Conforme a assessoria de imprensa da pasta da Defesa, procedimento semelhante foi adotado em todas as outras ocasiões em que houve envio de tropas federais - por exemplo, durante a Olimpíada e Paralimpíada no Rio de Janeiro, no ano passado, e no Amazonas e em Roraima, neste ano.

Pelo menos até o dia 16, o comandante das forças públicas de segurança no Estado do Espírito Santo passa a ser Katibe, responsável pelas operações das Forças Armadas para a Garantia da Lei e da Ordem nos municípios capixabas. Essa situação pode ser estendida para além do dia 16.

NÚMEROS

Não há números oficiais da violência no Estado, mas se fala entre 80 e 100 mortes em cinco dias. Mesmo que seja o menor número, o número de mortos,  número de mortos, se confirmado, seria cerca de seis vezes maior que a taxa de homicídios no Estado registrada ao longo do ano passado.

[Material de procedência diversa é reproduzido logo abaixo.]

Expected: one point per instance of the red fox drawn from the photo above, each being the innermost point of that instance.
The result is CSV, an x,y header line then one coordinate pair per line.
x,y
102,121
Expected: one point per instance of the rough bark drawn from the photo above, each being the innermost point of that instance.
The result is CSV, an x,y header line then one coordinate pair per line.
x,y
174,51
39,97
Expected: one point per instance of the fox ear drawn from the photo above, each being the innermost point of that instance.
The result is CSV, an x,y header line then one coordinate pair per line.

A maior parte da violência está centrada na região metropolitana de Vitória, onde vivem cerca de dois milhões de pessoas.

CHANTAGEM

Mediante uma onda de assaltos, roubos e assassinatos, autoridades locais disseram precisar de centenas de tropas militares a mais para ajudar a compensar a média de 1.800 policiais que normalmente patrulham as ruas do Estado.

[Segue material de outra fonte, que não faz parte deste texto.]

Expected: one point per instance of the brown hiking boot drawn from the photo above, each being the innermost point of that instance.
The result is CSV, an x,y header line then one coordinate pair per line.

A greve, que tem participação de familiares e amigos de policiais que bloquearam acessos a batalhões, acontece à medida que o Espírito Santo, assim como outros Estados, enfrenta dificuldades financeiras para garantir serviços como saúde, educação e segurança.

O governador Paulo Hartung disse ontem que a greve, que fez com que escolas e hospitais fossem fechados e muitos moradores decidissem ficar em casa por medo da violência, é uma “chantagem”. Ele comparou a greve ao “sequestro da liberdade de cidadãos”, com cobrança de um “resgate”.

Paulo Whitaker/ Reuters
Policiais civis votaram a favor da paralisação da classe

Policiais civis decidem parar em apoio à reivindicação dos militares

Uma assembleia de policiais civis do Espírito Santo decidiu por fazer uma paralisação ontem em Vitória. Os agentes da Polícia Civil estão cogitando entrar em greve, assim como fizeram os militares.

Nessa quarta-feira (8), houve um cortejo de policiais nas ruas de Vitória em homenagem ao policial morto, e uma manifestação está prevista para acontecer na Delegacia de Homicídios e Proteção à Pessoa (DHPP).

Os policiais civis seguiram a pé até o Quartel do Comando-Geral da PM para demonstrar apoio ao movimento de familiares dos militares. No ato, os agentes de segurança pública criticam o governador do Espírito Santo, Paulo Hartung (PMDB), e reclamam que faltam policiais no Estado.

Sindicato diz que mortos são 95

O número de mortes violentas na Grande Vitória subiu para 95 nessa quarta-feira (8). A informação foi confirmada pelo presidente do Sindicato dos Policiais Civis do Espírito Santo, Jorge Leal. Segundo ele, as planilhas deixaram de ser atualizadas nesta manhã. “Estou recebendo a informação de policiais de que houve a determinação para que parassem de atualizar os dados. Não foi uma ordem explícita, mas uma ordem velada que partiu do governo. Estamos tentando obter os dados extraoficialmente”, afirmou Leal.

Ainda de acordo com o presidente do sindicato, 60 carros foram roubados ou furtados até o meio-dia de terça-feria.  Na véspera, tinham sido 200. A média diária para o Estado é de 20 veículos roubados.

CASO DUPLO

Leal falou direto do velório do investigador Mário Marcelo Albuquerque, morto nesta terça-feira, em Colatina, noroeste do Espírito Santo. Ele e um colega chegavam à localidade de Baunilha, quando viram um homem sofrendo assalto. Albuquerque reagiu e foi atingido. A região de Colatina também está sem policiamento por causa do motim da PM.

“A culpa não é da paralisação dos policiais militares, mas dessa política do governo, de não valorizar a Segurança Pública. As polícias estão sucateadas, não temos policiais suficientes e o governo não concede nem o direito trabalhista que é a recomposição salarial. Estamos sem aumento salarial há sete anos, e há quatro não temos nem sequer o reajuste da inflação. Isso gerou esse clima de insegurança. É uma tragédia anunciada e o governador não dialoga”, afirmou Leal.